Dr. Tieh smiled at them. "You two did three-fourths of the work. The rest are in fine shape for guard duty. Well, baring a few injuries."
Ebsa eyed them. "Do any of your group have any farming experience? Ever grow a garden? Ask around, will you?"
"Young man . . . do you have any idea how terrifying the implications behind that question are?" Dr. Itchy reached out and took his wife's hand. "I'm a city boy. I can't even keep a houseplant alive."
After breakfast he had a trio of women scientists waiting for him to finish.
"Tell us about these seeds." The scientist speaking was a gray-haired woman, short and stout.
"I have a standard survival pack of a variety of fruit, vegetable, and fiber seeds. If you know what to do with them, they are all yours."
They trailed him to the crawler as if expecting him to try to escape, then looked affronted when he invited them in.
"As if!" The tall thin one huffed.
The little pink one eyed him dubiously. "Everyone knows you're really an Action Teamer."
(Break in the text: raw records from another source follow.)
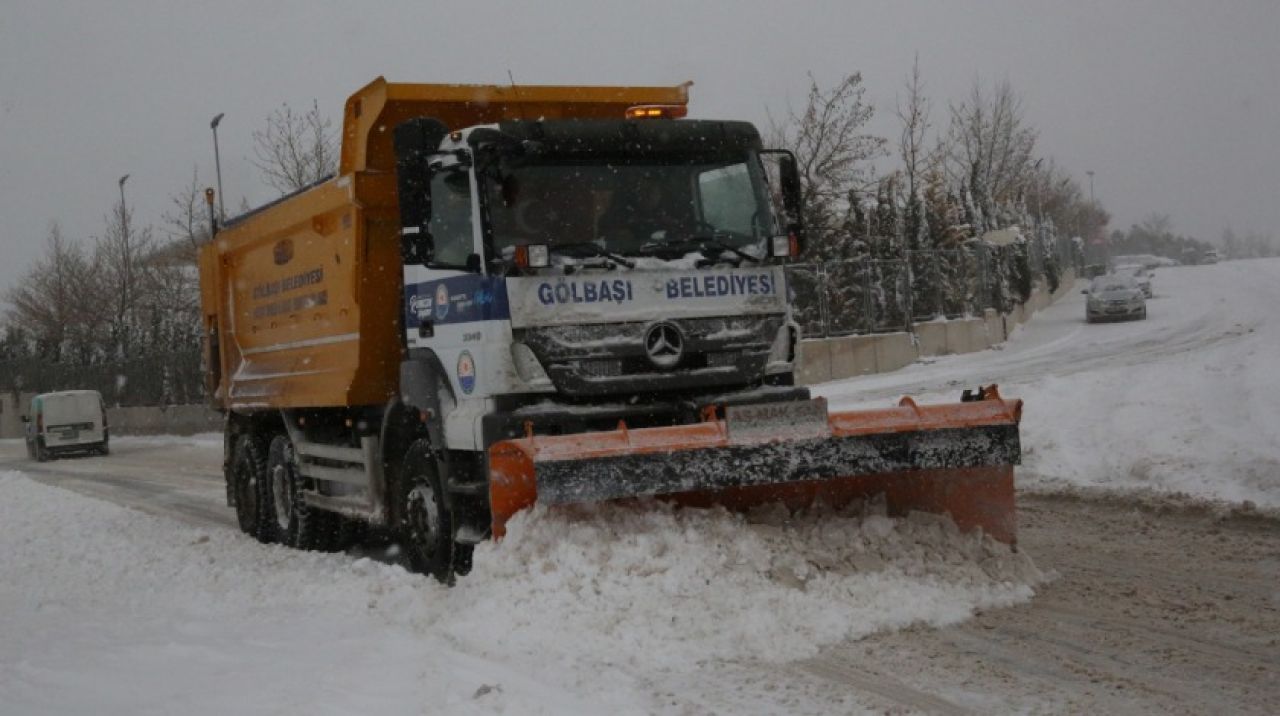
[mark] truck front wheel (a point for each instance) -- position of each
(425, 524)
(293, 521)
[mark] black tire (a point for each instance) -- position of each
(293, 521)
(425, 524)
(248, 482)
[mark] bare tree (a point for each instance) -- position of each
(990, 145)
(831, 147)
(187, 218)
(119, 258)
(50, 302)
(296, 150)
(914, 117)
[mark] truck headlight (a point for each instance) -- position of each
(528, 366)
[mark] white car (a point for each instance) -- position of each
(1139, 273)
(1114, 297)
(65, 422)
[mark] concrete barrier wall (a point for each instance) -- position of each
(832, 359)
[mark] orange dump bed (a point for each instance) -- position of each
(301, 299)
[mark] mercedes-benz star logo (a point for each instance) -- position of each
(664, 345)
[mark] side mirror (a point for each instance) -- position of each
(792, 194)
(416, 140)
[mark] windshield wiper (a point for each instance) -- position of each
(702, 241)
(590, 249)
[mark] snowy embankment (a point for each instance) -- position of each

Gray hair snorted. "We'll wait out here."
Ebsa rolled his eyes. But it made it easy for him to only hand over one of the two sets of seeds. Just in case they don't know how to . . . adapt their gardening techniques to this world. The sealed can had instructions; a thick book printed on waterproof sheets. The incipient gardeners had it open and were reading as they wandered slowly off.
The kids were ready for lessons, but a bit leery of the heavy machinery dealing with the rats, so they took over the dining area. Ebsa shifted tables and settled down, ignoring the audience he seemed to be drawing. A grinning Paer joined them. Some of the Teamers looked a bit wistful.